Monday, June 14, 2010

Sermon - Luke 7:36-8:3 - Pentecost 3

3rd Sunday After Pentecost
Luke 7:36-8:3
June 13, 2010
“Big Sinner”

Do you know someone who's a really big sinner? Someone who really sins a lot – and in big ways. Someone who's a bad example to those around them. Someone who's always doing and saying the wrong things, for petty, selfish reasons? Someone who could really use some guidance, or maybe a good kick in the pants? Someone who should really get their act together. Who is that really bad sinner that you know? Is it you?

Today we read about Jesus visit to the home of Simon the Pharisee. And like most of us, Simon was a whole lot better at seeing other people's sins than his own. When the sinful woman comes in and makes a big fuss over Jesus, Simon is appalled! “How could Jesus welcome such a big sinner like her? Doesn't he know what kind of woman she is? He should be hanging around with respectable people like me – not women of ill repute. After all, I'm a pretty good guy – a pharisee – my credentials are impeccable. I deserve Jesus' approval – but her? This Jesus must not really be a prophet after all. For everyone can see that SHE is a sinner.”

Simon thinks it, and Jesus knows just what he's thinking. He probably didn't even need any miraculous insight to know Simon's thoughts. It must have been obvious. He probably wore a look of disgust on his face. How did this woman get into my house, anyway?

But Jesus has a lesson for Simon, and for us. Two debtors owe a man money. 50 or 500 denarii – both are forgiven. Now who loves the moneylender more? Of course the one with the larger debt. And even Simon the Pharisee can understand that.

What he couldn't see was that he had a debt at all. The woman's sins were out there. They were for all to see. And they were serious sins. Sexual sins, certainly, we might call them “lifestyle choices” today. But they never really let her have peace. Even as she sinned, she knew – it nagged at her. She must have become a prisoner of her own guilt and shame.

But Simon – he lived under an illusion. Like a person in denial that his monthly mortgage is too much to pay – or that a bill would be coming at all. He didn't think he even had a debt, much less a big one. His sins didn't really bother him – if he even admitted to having any. But the most dangerous sins are not the most spectacular. The most troublesome sins are not the ones most people see. They are the ones that are not admitted.
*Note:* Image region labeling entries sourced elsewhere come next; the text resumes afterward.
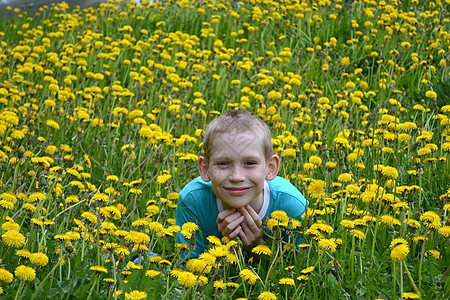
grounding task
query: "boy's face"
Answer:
[198,132,280,212]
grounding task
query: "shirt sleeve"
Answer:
[175,194,207,259]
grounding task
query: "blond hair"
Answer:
[203,109,273,161]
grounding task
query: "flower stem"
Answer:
[14,280,25,300]
[31,260,61,300]
[419,228,428,289]
[401,260,422,297]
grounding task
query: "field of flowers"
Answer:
[0,0,450,300]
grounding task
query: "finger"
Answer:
[217,208,236,223]
[239,230,250,247]
[228,226,242,239]
[219,216,244,236]
[245,205,262,227]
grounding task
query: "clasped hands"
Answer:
[216,205,263,250]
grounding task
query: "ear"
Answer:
[266,155,280,181]
[197,156,211,182]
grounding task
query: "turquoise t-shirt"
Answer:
[176,176,308,258]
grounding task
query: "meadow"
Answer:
[0,0,450,300]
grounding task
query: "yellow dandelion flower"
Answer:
[145,270,161,278]
[297,275,309,281]
[81,211,97,224]
[391,243,409,261]
[177,271,197,288]
[270,210,289,223]
[0,268,14,283]
[340,220,355,229]
[239,269,259,284]
[438,226,450,238]
[389,238,408,249]
[16,249,31,258]
[420,211,441,229]
[350,229,366,240]
[252,244,272,255]
[381,166,398,180]
[2,230,25,248]
[319,238,337,253]
[14,265,36,281]
[308,180,325,199]
[301,266,315,274]
[30,252,48,267]
[125,290,147,300]
[425,250,441,259]
[338,173,352,183]
[213,280,227,290]
[258,292,277,300]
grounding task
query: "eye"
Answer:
[216,160,230,167]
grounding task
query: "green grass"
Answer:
[0,1,450,299]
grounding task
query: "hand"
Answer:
[238,205,263,250]
[216,208,245,239]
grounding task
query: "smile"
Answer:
[225,187,250,195]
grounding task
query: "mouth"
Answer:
[225,187,250,195]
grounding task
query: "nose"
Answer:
[229,166,245,181]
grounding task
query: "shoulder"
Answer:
[180,176,213,200]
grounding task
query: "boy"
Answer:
[176,110,308,258]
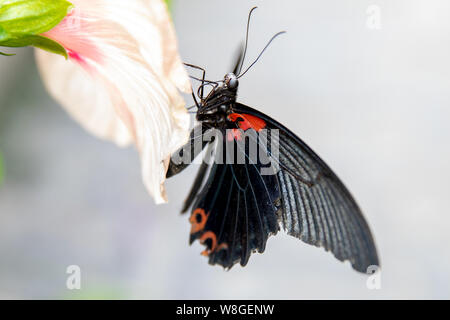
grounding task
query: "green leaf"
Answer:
[0,0,73,42]
[2,35,68,59]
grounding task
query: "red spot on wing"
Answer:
[227,129,242,141]
[228,113,267,131]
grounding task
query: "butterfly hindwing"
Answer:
[190,131,280,268]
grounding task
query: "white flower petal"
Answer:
[37,0,190,203]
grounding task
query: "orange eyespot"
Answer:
[189,208,209,234]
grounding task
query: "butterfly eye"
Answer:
[225,73,239,89]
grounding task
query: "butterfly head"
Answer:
[223,73,239,89]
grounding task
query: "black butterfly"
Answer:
[167,10,379,273]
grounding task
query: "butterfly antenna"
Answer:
[236,7,258,75]
[238,31,286,79]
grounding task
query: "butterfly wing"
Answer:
[190,136,280,268]
[234,103,379,272]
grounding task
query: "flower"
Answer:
[36,0,192,203]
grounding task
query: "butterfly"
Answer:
[166,9,379,273]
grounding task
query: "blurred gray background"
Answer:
[0,0,450,299]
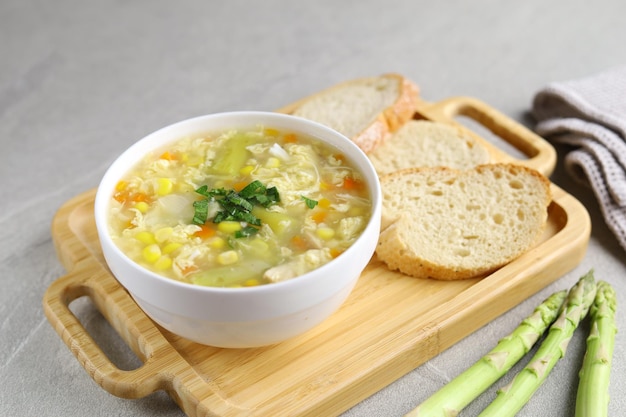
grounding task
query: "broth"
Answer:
[110,128,371,287]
They are the sins of the heart that we hide in the shadows of our denial. Pride. Lust. Selfishness. Sins of omission – failing to do what we ought. Lovelessness when it comes to our neighbor. Thoughtlessness when it comes to our God.

But like Simon the Pharisee how many of us stumble through life without much thought to sin until some “ big sinner” crosses our path and inconveniences us. How dare they? Who do they think they are?

The dirty little secret is that our sins are big too. That you and I are the big sinner too. We should be weeping at Jesus' feet along with the woman. Weeping in sorrow over our sin. And weeping in joy at our forgiveness.

Yes, your sins are a big deal. Admit it. Let's not rationalize our sins away. Let's not live in denial and only admit it when someone points it out – but then only in a really general way, “Oh, we're all sinners”. Let your sins be what they are – ugly, wicked, troublesome bringers of pain and misery and death. Instead of making a big deal about someone else's sins... a little honesty about our own is in order.

And then notice what Jesus does with such a sinner. He doesn't say the sins don't matter. In fact he admits that the woman had sinned much. But when she comes weeping, he doesn't beat her down even more. A bruised reed he does not break. He speaks kindly to her. He assures her. Most of all, he forgives her. Just like he forgives so many other sinners who know their sin. Like he does for all who are weary and heaven lady – he gives rest. Like he heals the sick, not the healthy who need no doctor. Jesus sinners will receive, always, always with his forgiveness.

The woman who washed Jesus' feet knew the forgiveness that washed away her sins. Not an expensive perfume, but the precious blood of Christ. She shed her tears on his feet, but he wept drops of blood, and suffered the wrath of God. She anointed him in humble thanks, whose body would be anointed for a hasty burial. But death had no hold on him. Now alive forever, he is the victor over sin. And our life and victory are sure – in him.

Jesus says one other thing here we might notice. “...her sins, which are many, are forgiven - for she loved much. But he who is forgiven little, loves little."

Jesus is not saying that our love for God or neighbor is the basis for our forgiveness. She was not forgiven because she loved much. Rather, love flows from forgiveness. Love for God and love for neighbor increases in proportion to our appreciation of forgiveness.

The more you know your sin, how big it is, how many your sins are... the more you'll know your need for Jesus and his forgiveness. And the more you know his forgiveness, the more the Spirit works to show his love in your life. You will love God. You will love your neighbor. Because you know his love for you in Christ. Big sinner. Bigger Savior. Much love, in Jesus Christ our Lord, amen.